Route and Deliver Web Outage

Incident Report for Innovo

Resolved

We had a great day yesterday! During our peak time (10am-2pm EDT), we averaged about 350 transactions a second and 2,800+ reads per second. Average CPU usage remained steady at 20-40%. In addition to the increase of RAM on Friday, we rebuilt indexes over the weekend which has really seemed to help. We will continue to monitor numbers this week and if we find anything else that needs to be changed to keep up with the load, we will do so. Thank you for your continued patience - we really appreciate you!

Posted Apr 01, 2025 - 06:42 MDT

Update

We have finally identified root cause of the outage.

In January we made a change to turn on Deliver alerts for everyone by default. Because of this change, this is now our third outage so far this year. This is more than we've experienced in past years. The two previous times we put some new indexes in place and thought the issue was resolved. Unfortunately that was not the case. Today the DB server pegged at 100% CPU and when that happens the application server starts dropping connections and then struggles to reconnect to get a connection to the database. Luckily the connections still went through, however slow so theoretically the portal should still show the stops as delivered, skipped, etc. And like I said previously all signatures, photos, and comments were successfully updated to Eclipse.

To fix this today, we increased the RAM on our DB server based on the recommendations from Mongo. On Sunday we will also be creating additional indexes to mitigate any further slowness. In addition, we will be working with Mongo next week to implement further performance recommendations.

Again, I am really sorry this happened today and we do really appreciate your patience. We will continue to keep you updated as we learn more.

Posted Mar 28, 2025 - 18:47 MDT

Update

Unfortunately we are still experiencing issues and connections are intermittent. We will keep you updated.

Posted Mar 28, 2025 - 11:57 MDT

Monitoring

We have identified the issue to be with MongoDB (our database provider) and are working with their engineers on implementing auto scaling of our cluster to mitigate the issue. This seems to be working for the moment. We will continue to monitor throughout the day.

Thank you all for your patience.

All of your signatures, photos, comments, etc. were being transmitted to Eclipse during the outage just as normal. The outage was only on the portal side.

Posted Mar 28, 2025 - 10:33 MDT

Update

The DNS change worked for a bit and then we went down again. We have been on the phone with our database provider and AWS all morning to try to get to the bottom of things. We will keep you posted as we learn more.

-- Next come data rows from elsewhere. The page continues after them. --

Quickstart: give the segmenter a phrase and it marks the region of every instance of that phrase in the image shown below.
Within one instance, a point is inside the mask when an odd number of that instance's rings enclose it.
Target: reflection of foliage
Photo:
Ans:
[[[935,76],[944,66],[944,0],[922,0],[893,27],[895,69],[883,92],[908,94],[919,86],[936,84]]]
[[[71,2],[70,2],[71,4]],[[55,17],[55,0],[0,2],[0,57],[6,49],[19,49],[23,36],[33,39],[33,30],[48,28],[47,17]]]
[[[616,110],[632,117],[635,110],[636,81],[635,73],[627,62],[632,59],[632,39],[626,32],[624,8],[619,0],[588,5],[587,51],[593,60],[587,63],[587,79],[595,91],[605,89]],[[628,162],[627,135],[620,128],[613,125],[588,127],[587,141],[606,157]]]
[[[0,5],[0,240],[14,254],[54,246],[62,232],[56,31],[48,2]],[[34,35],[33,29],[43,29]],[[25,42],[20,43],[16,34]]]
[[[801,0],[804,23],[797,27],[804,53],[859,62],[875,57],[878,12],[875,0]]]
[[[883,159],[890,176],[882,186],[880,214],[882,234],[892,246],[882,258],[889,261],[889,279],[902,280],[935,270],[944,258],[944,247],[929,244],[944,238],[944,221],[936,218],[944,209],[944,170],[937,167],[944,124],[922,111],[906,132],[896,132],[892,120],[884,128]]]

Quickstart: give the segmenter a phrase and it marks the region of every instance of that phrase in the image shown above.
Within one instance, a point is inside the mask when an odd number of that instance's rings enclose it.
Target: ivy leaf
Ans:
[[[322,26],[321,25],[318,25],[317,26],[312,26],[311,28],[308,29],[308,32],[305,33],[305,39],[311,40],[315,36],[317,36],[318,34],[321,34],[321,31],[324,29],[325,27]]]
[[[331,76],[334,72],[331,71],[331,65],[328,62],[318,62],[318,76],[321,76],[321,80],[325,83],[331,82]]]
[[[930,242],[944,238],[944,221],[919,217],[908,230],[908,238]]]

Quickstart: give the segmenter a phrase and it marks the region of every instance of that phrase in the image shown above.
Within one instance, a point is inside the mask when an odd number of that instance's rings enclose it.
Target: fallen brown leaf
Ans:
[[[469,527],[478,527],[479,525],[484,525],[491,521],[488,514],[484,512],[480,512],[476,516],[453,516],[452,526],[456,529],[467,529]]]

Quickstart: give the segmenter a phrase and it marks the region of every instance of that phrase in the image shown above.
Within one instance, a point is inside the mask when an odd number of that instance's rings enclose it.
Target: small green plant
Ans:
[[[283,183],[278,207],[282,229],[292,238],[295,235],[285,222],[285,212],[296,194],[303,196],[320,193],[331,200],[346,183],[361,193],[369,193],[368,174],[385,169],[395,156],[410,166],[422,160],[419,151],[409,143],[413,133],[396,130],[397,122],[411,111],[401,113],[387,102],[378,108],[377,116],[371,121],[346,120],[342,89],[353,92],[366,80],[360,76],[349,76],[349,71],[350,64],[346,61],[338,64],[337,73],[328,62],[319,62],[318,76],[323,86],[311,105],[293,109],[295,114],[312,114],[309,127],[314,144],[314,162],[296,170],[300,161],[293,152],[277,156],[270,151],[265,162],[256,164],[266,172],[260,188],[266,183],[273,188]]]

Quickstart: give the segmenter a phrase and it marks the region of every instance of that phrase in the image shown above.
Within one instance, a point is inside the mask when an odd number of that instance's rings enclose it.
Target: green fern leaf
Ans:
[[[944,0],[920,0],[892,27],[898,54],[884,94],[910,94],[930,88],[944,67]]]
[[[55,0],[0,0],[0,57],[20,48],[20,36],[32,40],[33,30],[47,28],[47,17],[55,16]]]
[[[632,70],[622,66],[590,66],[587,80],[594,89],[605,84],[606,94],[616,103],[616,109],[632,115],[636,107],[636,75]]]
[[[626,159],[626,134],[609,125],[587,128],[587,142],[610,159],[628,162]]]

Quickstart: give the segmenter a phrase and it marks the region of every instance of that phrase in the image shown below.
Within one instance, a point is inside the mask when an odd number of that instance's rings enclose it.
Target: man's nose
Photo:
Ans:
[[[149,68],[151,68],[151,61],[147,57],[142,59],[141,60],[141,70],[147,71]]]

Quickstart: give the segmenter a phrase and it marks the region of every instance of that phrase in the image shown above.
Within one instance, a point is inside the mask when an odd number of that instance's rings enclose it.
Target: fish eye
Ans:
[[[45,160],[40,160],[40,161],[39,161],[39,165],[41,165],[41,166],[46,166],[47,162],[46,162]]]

Posted Mar 28, 2025 - 09:56 MDT

Update

We've pointed our DNS to our backup server so Route and Deliver Web should be coming back online. We are still investigating what caused the outage and will keep you posted.

Posted Mar 28, 2025 - 08:34 MDT

Update

We are continuing to investigate this issue.

Posted Mar 28, 2025 - 08:09 MDT

Investigating

It appears we are currently experiencing an outage. We will investigate and let you know as soon as we know more.

Posted Mar 28, 2025 - 08:08 MDT

This incident affected: Deliver and Route.